MEHMED ZÂHİD KOTKU KİMDİR?
Adı Mehmed Zahid, soyadı Kotku idi. Kendisinin naklettiğine göre babası ona: Oğlum Mehemmed! diye hitap edermiş. Milâdî 1897 yılında, Bursa kale içinde bulunan Türkmenzâde çıkmazındaki baba evinde dünyaya gelmiştir.
Baba ve annesi Kafkasyadan hicrî 1297de göç eden müslümanlardandır. Dedeleri Kafkasyada Şirvana bağlı eski bir hanlık merkezi olan Nuhadandır. Nuha, ahalisi müslüman olan hâlen Azerî Türkçesi konuşulan bir yerdir.

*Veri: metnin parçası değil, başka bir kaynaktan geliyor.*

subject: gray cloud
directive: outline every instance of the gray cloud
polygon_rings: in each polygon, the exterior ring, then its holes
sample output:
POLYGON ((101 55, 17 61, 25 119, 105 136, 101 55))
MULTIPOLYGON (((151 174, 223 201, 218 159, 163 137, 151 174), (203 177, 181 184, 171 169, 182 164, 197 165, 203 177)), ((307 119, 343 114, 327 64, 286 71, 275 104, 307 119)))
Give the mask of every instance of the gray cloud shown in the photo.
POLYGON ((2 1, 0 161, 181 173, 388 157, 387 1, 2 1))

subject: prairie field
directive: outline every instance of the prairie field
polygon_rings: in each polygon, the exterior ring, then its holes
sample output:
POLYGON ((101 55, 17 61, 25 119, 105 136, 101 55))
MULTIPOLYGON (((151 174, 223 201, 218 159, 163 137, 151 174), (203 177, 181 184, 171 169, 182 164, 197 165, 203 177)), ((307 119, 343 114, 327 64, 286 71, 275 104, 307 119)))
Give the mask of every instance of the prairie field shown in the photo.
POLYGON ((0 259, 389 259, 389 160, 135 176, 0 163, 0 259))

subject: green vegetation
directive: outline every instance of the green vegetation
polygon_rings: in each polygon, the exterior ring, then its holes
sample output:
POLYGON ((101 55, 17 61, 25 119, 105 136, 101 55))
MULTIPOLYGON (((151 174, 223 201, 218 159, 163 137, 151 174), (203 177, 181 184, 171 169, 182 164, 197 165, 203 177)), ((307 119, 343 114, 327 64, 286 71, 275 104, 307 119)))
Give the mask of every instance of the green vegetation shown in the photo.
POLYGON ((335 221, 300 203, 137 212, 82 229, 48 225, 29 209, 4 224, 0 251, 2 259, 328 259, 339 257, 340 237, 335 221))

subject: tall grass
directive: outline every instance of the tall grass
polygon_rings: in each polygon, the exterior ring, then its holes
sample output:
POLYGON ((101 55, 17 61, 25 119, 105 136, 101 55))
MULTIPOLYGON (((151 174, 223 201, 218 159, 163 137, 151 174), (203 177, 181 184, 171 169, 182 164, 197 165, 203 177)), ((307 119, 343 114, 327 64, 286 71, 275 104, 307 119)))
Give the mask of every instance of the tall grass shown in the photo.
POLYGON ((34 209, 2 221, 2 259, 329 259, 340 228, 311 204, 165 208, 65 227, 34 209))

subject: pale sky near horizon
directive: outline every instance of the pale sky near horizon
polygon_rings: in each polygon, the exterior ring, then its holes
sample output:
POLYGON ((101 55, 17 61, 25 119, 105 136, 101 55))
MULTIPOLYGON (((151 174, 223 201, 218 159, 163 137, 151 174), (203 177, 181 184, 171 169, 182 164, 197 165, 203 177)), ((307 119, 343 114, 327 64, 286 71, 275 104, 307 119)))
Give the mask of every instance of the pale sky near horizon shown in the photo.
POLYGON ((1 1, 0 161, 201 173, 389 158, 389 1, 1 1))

Babası İbrahim Efendi, Bursaya 16 yaşlarında gelmiş, Hamzabey Medresesinde tahsil görmüş, muhtelif yerlerde imamlık yapmış, 1929 yılında, 76 yaşında Bursa ovasındaki İzvat köyünde vefat etmiş ve oraya defnolunmuş, ehl-i tarîk bir kimsedir.
Annesi Sabire Hanım, Mehmed Zahid Efendi üç yaşlarında iken vefat etmiş, Pınarbaşı kabristanına gömülmüştür.
Ağabeyi Ahmed Şakir (1308-1335) subaylık yapmış, Kudüste Çanakkalede bulunmuş, siperlerde hastalanmış ve 28 yaşında vefat edip Söğütlüçeşmeye defnolunmuştur. Aynı anneden bir küçük kardeşi daha olmuşsa da çok yaşamamış birkaç aylık iken vefat etmiştir.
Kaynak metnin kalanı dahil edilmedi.